因此,没有理由将整个文件加载到一个大缓冲区中并对该缓冲区进行处理,因为它已经在缓冲区中。通常也没有理由每次只缓冲一行。为什么要分配内存来缓冲ifstream中已经缓存的字符串中的某些内容呢?如果可以的话,直接在流上工作,不要把所有的东西从一个缓冲区抛到另一个缓冲区中两次或更多。除非它支持可读性和/或您的profiler告诉您磁盘访问正在显著降低您的程序。

#4


0  

If it's a small file on disk, it's probably more efficient to read the entire file and parse it line by line vs. reading one line at a time--that would take lot's of disk access.

如果它是磁盘上的一个小文件,那么读取整个文件并逐行解析它可能比每次读取一行更有效——这将需要大量的磁盘访问。

#5


0  

I believe the C++ idiom would be to read the file line-by-line, and create a line-based container as you read the file. Most likely the iostreams (getline) will be buffered enough that you won't notice a significant difference.

我相信c++的习惯用法是逐行读取文件,并在读取文件时创建基于行的容器。

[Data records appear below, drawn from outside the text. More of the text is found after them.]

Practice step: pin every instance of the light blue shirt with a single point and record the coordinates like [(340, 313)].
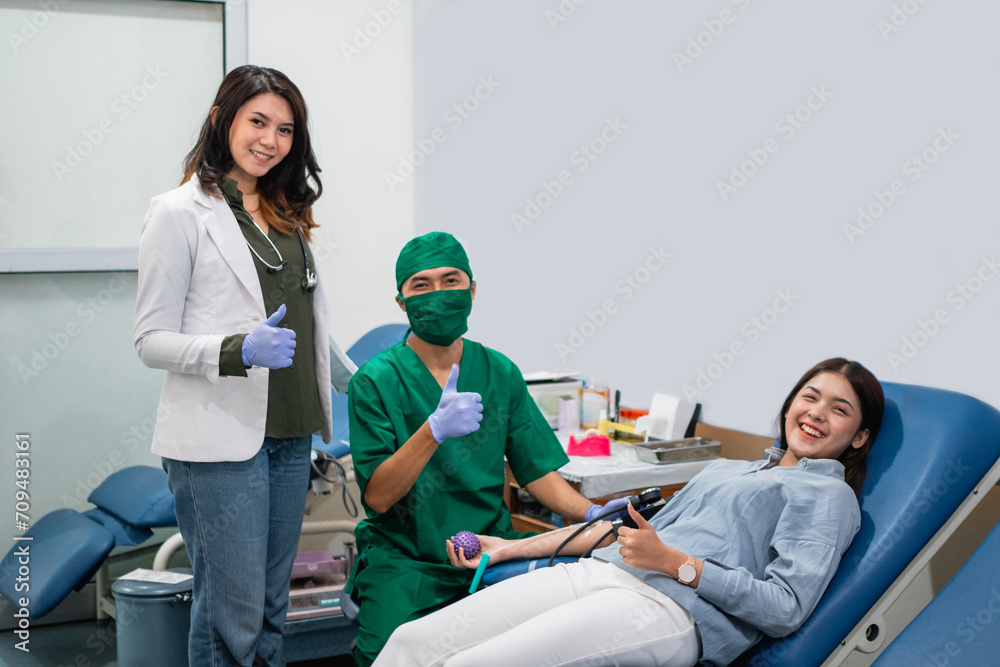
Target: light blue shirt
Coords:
[(771, 538)]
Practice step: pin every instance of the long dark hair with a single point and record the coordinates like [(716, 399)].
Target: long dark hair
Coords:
[(286, 197), (872, 401)]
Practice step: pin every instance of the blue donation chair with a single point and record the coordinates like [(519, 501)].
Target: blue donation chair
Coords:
[(937, 454), (367, 347), (959, 626), (68, 548)]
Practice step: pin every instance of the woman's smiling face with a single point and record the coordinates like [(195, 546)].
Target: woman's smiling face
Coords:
[(823, 420)]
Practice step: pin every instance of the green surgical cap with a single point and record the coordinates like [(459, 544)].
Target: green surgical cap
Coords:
[(430, 251)]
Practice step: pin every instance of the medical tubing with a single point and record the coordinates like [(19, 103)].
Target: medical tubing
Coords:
[(595, 544), (579, 530), (352, 509)]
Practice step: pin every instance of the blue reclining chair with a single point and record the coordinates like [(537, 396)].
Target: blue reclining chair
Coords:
[(68, 548), (367, 347), (937, 454), (958, 627)]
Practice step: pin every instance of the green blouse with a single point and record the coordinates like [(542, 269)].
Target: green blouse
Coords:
[(293, 405)]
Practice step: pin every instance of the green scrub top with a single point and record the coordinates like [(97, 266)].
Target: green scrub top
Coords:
[(403, 571)]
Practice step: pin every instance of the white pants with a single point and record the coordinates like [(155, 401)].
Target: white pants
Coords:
[(586, 613)]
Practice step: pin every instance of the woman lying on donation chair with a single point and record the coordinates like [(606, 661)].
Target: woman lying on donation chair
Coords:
[(745, 548)]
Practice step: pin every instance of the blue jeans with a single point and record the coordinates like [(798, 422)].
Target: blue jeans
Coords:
[(241, 522)]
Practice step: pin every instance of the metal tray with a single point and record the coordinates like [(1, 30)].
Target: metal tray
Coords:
[(674, 451)]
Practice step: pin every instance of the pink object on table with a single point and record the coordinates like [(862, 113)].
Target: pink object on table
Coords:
[(593, 445)]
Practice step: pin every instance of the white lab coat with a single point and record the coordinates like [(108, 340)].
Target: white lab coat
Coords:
[(197, 285)]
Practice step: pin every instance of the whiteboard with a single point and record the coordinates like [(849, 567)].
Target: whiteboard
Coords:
[(103, 101)]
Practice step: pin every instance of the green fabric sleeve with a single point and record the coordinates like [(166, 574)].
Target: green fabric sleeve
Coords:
[(373, 437), (533, 450), (231, 356)]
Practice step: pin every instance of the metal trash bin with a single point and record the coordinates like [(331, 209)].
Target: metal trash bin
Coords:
[(152, 622)]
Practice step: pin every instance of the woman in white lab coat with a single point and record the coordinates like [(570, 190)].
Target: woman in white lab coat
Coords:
[(229, 304)]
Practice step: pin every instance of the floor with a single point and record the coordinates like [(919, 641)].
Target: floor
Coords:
[(90, 644)]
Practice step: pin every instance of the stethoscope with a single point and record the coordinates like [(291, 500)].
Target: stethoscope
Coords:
[(309, 281)]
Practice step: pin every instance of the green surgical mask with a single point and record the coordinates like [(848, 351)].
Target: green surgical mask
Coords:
[(439, 317)]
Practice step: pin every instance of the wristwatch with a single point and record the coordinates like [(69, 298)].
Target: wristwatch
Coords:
[(686, 573)]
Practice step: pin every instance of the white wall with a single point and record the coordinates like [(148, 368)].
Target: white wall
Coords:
[(877, 100), (84, 396), (361, 108)]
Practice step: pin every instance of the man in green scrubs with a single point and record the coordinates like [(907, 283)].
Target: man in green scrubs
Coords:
[(427, 467)]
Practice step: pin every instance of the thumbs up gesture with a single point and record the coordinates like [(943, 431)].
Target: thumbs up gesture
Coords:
[(641, 547), (458, 413), (269, 345)]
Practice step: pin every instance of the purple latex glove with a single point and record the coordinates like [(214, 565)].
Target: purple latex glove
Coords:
[(458, 413), (597, 510), (269, 345)]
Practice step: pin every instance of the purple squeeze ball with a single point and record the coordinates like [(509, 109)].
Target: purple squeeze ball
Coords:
[(467, 541)]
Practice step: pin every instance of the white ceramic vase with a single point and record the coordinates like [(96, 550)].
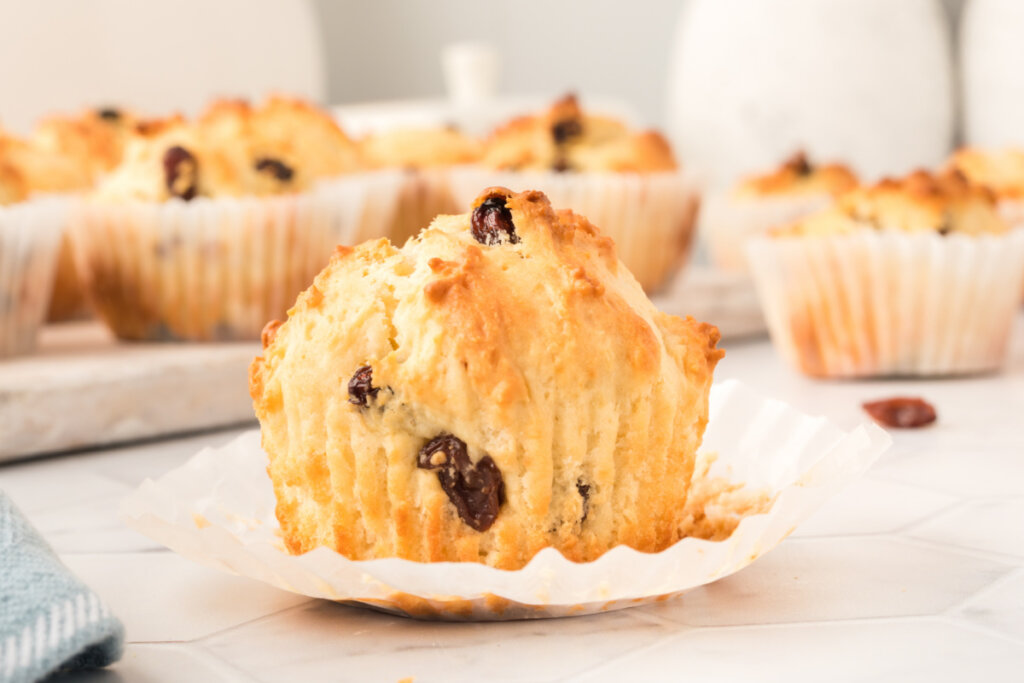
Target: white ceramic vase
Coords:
[(868, 82), (991, 54)]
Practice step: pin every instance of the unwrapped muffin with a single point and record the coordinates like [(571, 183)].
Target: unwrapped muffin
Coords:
[(209, 227), (626, 181), (499, 385), (911, 276), (424, 155), (759, 203)]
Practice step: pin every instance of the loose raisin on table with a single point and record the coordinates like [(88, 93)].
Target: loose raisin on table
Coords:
[(901, 412), (476, 489), (180, 172), (492, 222), (360, 387)]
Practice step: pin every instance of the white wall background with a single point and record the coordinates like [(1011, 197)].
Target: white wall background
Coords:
[(385, 49), (390, 48)]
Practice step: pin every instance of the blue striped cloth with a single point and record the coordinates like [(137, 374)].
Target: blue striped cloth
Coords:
[(49, 621)]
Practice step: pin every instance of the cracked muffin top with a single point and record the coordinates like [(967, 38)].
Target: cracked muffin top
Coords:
[(565, 138), (798, 175), (944, 203), (233, 148)]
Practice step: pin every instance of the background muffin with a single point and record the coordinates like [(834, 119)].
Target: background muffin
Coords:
[(425, 156), (626, 181), (30, 232), (509, 388), (759, 203), (209, 227), (918, 275)]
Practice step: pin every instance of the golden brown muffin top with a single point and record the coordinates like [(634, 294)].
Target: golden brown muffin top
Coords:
[(233, 148), (93, 139), (13, 188), (942, 203), (798, 175), (41, 169), (565, 138), (419, 147), (1003, 170)]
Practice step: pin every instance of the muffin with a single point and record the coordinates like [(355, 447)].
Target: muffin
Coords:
[(88, 144), (499, 385), (758, 203), (627, 181), (209, 227), (425, 157), (29, 236), (912, 276)]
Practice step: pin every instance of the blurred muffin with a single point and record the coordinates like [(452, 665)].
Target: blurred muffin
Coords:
[(509, 388), (207, 228), (911, 276), (425, 156), (626, 181), (30, 232), (758, 203)]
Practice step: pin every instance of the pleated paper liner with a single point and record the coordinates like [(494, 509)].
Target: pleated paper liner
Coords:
[(650, 216), (766, 468), (30, 237), (880, 303), (728, 221), (220, 268)]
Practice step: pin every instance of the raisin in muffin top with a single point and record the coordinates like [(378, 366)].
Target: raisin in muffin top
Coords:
[(923, 201), (233, 148), (797, 175), (419, 147), (566, 138), (1001, 170)]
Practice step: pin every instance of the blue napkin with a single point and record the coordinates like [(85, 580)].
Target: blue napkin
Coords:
[(49, 621)]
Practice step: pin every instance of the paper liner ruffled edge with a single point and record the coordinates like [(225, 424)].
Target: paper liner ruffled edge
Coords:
[(886, 303), (30, 237), (171, 511)]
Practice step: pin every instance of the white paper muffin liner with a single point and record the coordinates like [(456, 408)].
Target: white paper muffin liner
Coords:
[(728, 221), (218, 509), (220, 268), (30, 236), (650, 216), (885, 303)]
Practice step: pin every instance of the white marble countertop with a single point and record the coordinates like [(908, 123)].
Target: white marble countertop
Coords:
[(913, 573)]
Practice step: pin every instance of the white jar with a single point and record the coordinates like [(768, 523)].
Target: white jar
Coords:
[(867, 82)]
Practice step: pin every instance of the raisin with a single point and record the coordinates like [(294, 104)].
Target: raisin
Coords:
[(799, 164), (109, 114), (563, 131), (180, 172), (584, 489), (274, 167), (360, 387), (492, 222), (476, 489), (901, 412)]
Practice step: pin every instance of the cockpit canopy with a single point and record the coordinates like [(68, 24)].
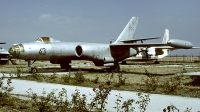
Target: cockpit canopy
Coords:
[(46, 40)]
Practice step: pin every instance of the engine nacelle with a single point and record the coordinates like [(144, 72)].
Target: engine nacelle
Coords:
[(159, 52), (180, 44)]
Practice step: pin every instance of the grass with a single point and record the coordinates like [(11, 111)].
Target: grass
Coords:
[(140, 77)]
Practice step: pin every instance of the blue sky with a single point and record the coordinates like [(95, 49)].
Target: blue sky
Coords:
[(98, 21)]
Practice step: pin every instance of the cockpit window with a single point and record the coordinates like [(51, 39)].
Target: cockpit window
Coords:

大多数情况下,iostreams (getline)将被缓冲到足够的程度,以至于您不会注意到显著的差异。

However for very large files you may get better performance by reading larger chunks of the file (not the whole file at once) and splitting internall as newlines are found.

但是,对于非常大的文件,您可以通过读取较大的文件块(不是同时读取整个文件)并将internall作为换行符来获得更好的性能。

If you want to know specifically which method is faster and by how much, you'll have to profile your code.

如果您想要明确知道哪个方法更快,并且要知道多少,您必须对代码进行概要分析。

#6


0  

Its better to fetch the all data if it can be accommodated in memory because whenever you request the I/O your programmme looses the processing and put in a wait Q.

如果所有的数据都可以存储在内存中,那么获取这些数据会更好,因为每当您请求I/O时,您的程序会丢失处理并放入一个等待Q。

getline在读取文件和读取整个文件的同时,根据换行字符进行分割

However if the file size is big then it's better to read as much data at a time which is required in processing. Because bigger read operation will take much time to complete then the small ones. cpu process switching time is much smaller then this entire file read time.

但是,如果文件大小较大,那么最好每次读取处理所需的数据。因为较大的读取操作要比较小的操作花费更多的时间。cpu进程切换时间比整个文件读取时间要短得多。